Sunday, January 31, 2016

The EU (2) - UK In or Out?

The debate at home and abroad about whether the UK membership of the EU should continue is hotting up with David Cameron now seeking a longer term ability to restrict new immigrants from the continent having to be paid British social security benefits. In the UK the social security benefits are not regarded as that generous but anyway to me that is a non-issue. Most people prefer to be self supporting so even if some commence on benefits the majority will seek independence from the state as soon as feasible.

Added to the above I recall that for many years as a young worker in Pimlico, then not a wealthy part of London refuse collections and road cleansing were often left undone  through the absence of a suffiicient number of workers prepared to undertake such jobs despite the highish levels of unemployment in the UK at that time. For whatever reason that difficulty has become history since the  UK acceded to what was then called the Common Market. More recently on a TV documentary about the London Underground there was an interview with a lively non-British looking individual who explained how he was able to earn a highish income through overnight work on the Underground. I freely admit that those tasks sound tough probably too much so for me but nonetheless  that such posts have  those willing to do them these days is an attribute to the UK's EEC  membership.

Despite the above the current state of the EU (ignoring for one moment that we in the UK so far  at least ,only voted to join "The Common Market") is becoming more and more unattractive. It is helpful first (to me at least) to return to  points  made on here a while ago following a post by fellow BU blogger Barnaby:Comments on EU and Immigration  In fact David Cameron's policy of providing aid (far larger sums  than any other EEC member) to refugees in and near to Syria seems far more humane.  Furthermore given the huge outcries in the UK at present about the paucity of council housing, school places and NHS costs well articulated by the political left and with which I have huge sympathy, surely the positions of those key aspects of British life would collapse under the strain of admitting further huge numbers of  people who would need to use them?

The above in turn leads to consideration of the current EU position on immigration. Sadly there seems to be little policy beyond perhaps blaming Greece  which is virtually a bankrupt country for not spending more on dealing with the difficulties there. Indeed if my interpretation is correct, rather than EEC money and assistance being transferred to Greece to assist that country and the refugees arriving there with their huge difficulties,  the EEC is threatening  to remove Greece from the Schengen area altogether.  Dreadful in  my view and thankfully the UK is not part of the Schengen area.

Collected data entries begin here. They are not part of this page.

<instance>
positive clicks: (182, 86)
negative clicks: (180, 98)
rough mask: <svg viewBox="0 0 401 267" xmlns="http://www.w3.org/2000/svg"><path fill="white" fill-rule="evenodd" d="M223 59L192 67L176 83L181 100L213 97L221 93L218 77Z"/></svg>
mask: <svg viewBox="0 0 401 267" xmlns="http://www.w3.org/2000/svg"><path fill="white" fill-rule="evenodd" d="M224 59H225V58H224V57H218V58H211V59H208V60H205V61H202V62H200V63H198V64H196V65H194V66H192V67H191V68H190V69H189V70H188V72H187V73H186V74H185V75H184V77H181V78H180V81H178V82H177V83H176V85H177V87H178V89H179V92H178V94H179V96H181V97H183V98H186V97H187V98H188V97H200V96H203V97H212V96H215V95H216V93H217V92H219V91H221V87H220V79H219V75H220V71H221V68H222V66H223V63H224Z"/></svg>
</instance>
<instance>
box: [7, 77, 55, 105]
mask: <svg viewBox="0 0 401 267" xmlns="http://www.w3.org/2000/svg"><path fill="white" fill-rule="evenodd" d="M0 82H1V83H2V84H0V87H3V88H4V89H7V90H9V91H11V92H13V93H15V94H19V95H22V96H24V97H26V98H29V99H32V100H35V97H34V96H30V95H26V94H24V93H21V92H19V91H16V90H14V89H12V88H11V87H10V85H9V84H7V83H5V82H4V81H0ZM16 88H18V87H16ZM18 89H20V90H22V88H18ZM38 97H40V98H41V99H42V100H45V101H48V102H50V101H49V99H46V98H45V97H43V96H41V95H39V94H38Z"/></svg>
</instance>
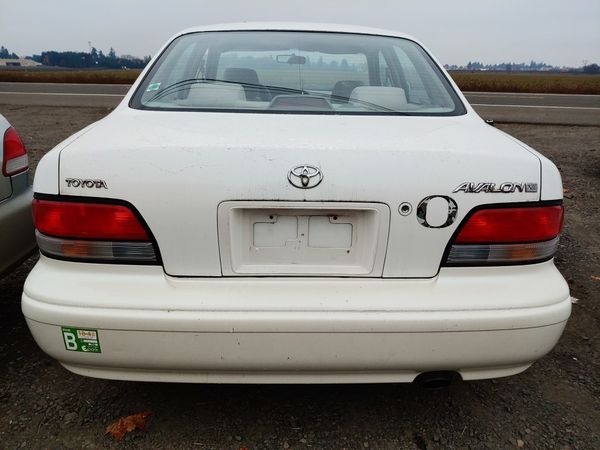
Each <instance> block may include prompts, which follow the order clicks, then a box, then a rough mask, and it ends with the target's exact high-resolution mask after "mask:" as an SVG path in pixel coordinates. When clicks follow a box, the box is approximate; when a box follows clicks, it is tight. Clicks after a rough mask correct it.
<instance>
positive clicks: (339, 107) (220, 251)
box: [22, 23, 571, 384]
mask: <svg viewBox="0 0 600 450" xmlns="http://www.w3.org/2000/svg"><path fill="white" fill-rule="evenodd" d="M34 191H35V199H34V202H33V211H34V222H35V227H36V230H37V241H38V245H39V248H40V251H41V257H40V260H39V262H38V263H37V265H36V266H35V268H34V269H33V271H32V272H31V274H30V275H29V277H28V279H27V282H26V284H25V289H24V293H23V304H22V306H23V313H24V314H25V317H26V318H27V323H28V325H29V328H30V329H31V332H32V334H33V336H34V338H35V340H36V341H37V343H38V344H39V346H40V347H41V348H42V349H43V350H44V351H45V352H46V353H48V354H49V355H50V356H52V357H53V358H56V359H57V360H58V361H60V362H61V364H63V365H64V366H65V367H66V368H67V369H69V370H71V371H73V372H75V373H78V374H82V375H88V376H92V377H101V378H112V379H126V380H146V381H180V382H219V383H220V382H225V383H228V382H234V383H239V382H242V383H246V382H247V383H331V382H333V383H338V382H340V383H346V382H351V383H355V382H359V383H361V382H410V381H414V380H415V379H419V380H424V381H428V382H431V383H434V384H436V383H437V384H444V383H446V382H448V381H450V380H451V379H452V378H458V377H461V378H462V379H464V380H472V379H482V378H490V377H501V376H507V375H513V374H516V373H519V372H521V371H523V370H525V369H527V368H528V367H529V366H530V365H531V364H532V363H533V362H534V361H535V360H537V359H538V358H540V357H542V356H543V355H544V354H546V353H547V352H549V351H550V350H551V349H552V347H553V346H554V345H555V344H556V342H557V340H558V339H559V337H560V335H561V333H562V331H563V328H564V327H565V323H566V321H567V319H568V317H569V314H570V310H571V303H570V297H569V290H568V286H567V284H566V282H565V280H564V279H563V277H562V276H561V275H560V273H559V272H558V270H557V269H556V267H555V266H554V263H553V259H552V258H553V255H554V253H555V251H556V249H557V246H558V239H559V234H560V231H561V227H562V222H563V207H562V185H561V179H560V175H559V172H558V170H557V169H556V167H555V166H554V165H553V164H552V163H551V162H550V161H549V160H548V159H546V158H545V157H543V156H542V155H540V154H539V153H537V152H536V151H535V150H533V149H531V148H530V147H528V146H526V145H525V144H523V143H522V142H519V141H517V140H516V139H514V138H512V137H510V136H508V135H506V134H504V133H502V132H501V131H499V130H497V129H495V128H494V127H492V126H490V125H488V124H486V123H485V122H484V121H483V120H482V119H481V118H480V117H479V116H478V115H477V114H476V113H475V112H474V111H473V109H472V108H471V106H470V105H469V104H468V103H467V101H466V100H465V98H464V96H463V95H462V94H461V92H460V91H459V89H458V88H457V87H456V85H455V84H454V83H453V82H452V80H451V78H450V77H449V76H448V74H447V73H446V72H445V71H444V70H443V69H442V68H441V67H440V64H439V63H438V62H437V61H436V60H435V59H434V58H433V57H432V56H431V55H430V54H429V53H428V51H427V50H426V49H425V48H424V47H423V46H422V45H421V44H420V43H418V42H417V41H415V40H414V39H412V38H410V37H407V36H405V35H403V34H400V33H396V32H390V31H383V30H374V29H367V28H360V27H350V26H339V25H315V24H289V23H288V24H286V23H268V24H235V25H218V26H210V27H202V28H195V29H191V30H186V31H184V32H182V33H180V34H178V35H176V36H175V37H173V38H172V39H171V40H170V41H169V42H168V43H167V44H166V45H165V46H164V48H162V49H161V50H160V52H159V53H158V55H157V56H156V57H155V58H154V59H153V61H152V62H151V63H150V64H149V65H148V67H147V68H146V69H145V70H144V72H143V73H142V74H141V75H140V77H139V79H138V80H137V81H136V83H135V84H134V85H133V86H132V88H131V90H130V91H129V93H128V94H127V95H126V96H125V98H124V100H123V101H122V102H121V104H120V105H119V106H118V107H117V108H116V109H115V110H114V112H112V113H111V114H110V115H108V116H107V117H106V118H104V119H102V120H100V121H99V122H96V123H94V124H92V125H90V126H88V127H87V128H85V129H83V130H81V131H80V132H79V133H77V134H75V135H74V136H72V137H71V138H69V139H67V140H66V141H64V142H63V143H61V144H59V145H58V146H57V147H56V148H54V149H53V150H52V151H50V152H49V153H48V154H47V155H46V156H45V157H44V158H43V160H42V161H41V162H40V164H39V166H38V168H37V173H36V176H35V183H34Z"/></svg>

When the UK joined the EEC huge British fishing rights were ceded and very large payments from the UK to the EEC HQ were agreed. We grumbled about the EEC agricultural policy which benefited countries like France with many farm small holdings but gave far less benefit to the UK's much more efficient farmers. Politicians then said that all this would change after, was it seven years, when  agricultural policy would come up for renewal again within the EEC. In fact little seemed to happen after the  expiry of the  seven years and  even less is said about that in the current debate about EU membership.

Those who wish the UK to remain members of the EEC argue that  the huge trade benefits would be lost. That argument seems weak to me as trade works both ways,  Indeed  if I am wrong adding high import duties to  the large number of  large cars like German up market models that clog up UK city roads and motorways might  be  beneficial for a number of reasons going beyond public finances.

However my fear at present is that when major issues arise which are likely to affect the whole EEC, like the current refugee crisis, the EEC fails to work.

 Instead the largest EU country decides to act as it sees fit, without advance consultations and agreement with the others and then seeks to impose penalties on those who  then disagree with or decline to accept its  actions. To me such unilateralism   is so unattractive that the argument in favour of the UK leaving the EEC is strengthened.

Initially I favoured the EEC; subsequently after several debates over two or three years with a now retired Foreign Office official who has always been negative about the UK's membership I became negative. The idea of a poll after so many years favoured by the current Prime Minister is  a great development. Now I find the issue of some SNP Scots considering whether to vote no to the EEC in order to be able to call for another vote on splitting the UK if the overall vote if the vote is to quit, so self serving and lacking any kind of community spirit that I wonder whether the EEC really does  have any deep if not genuine community purpose?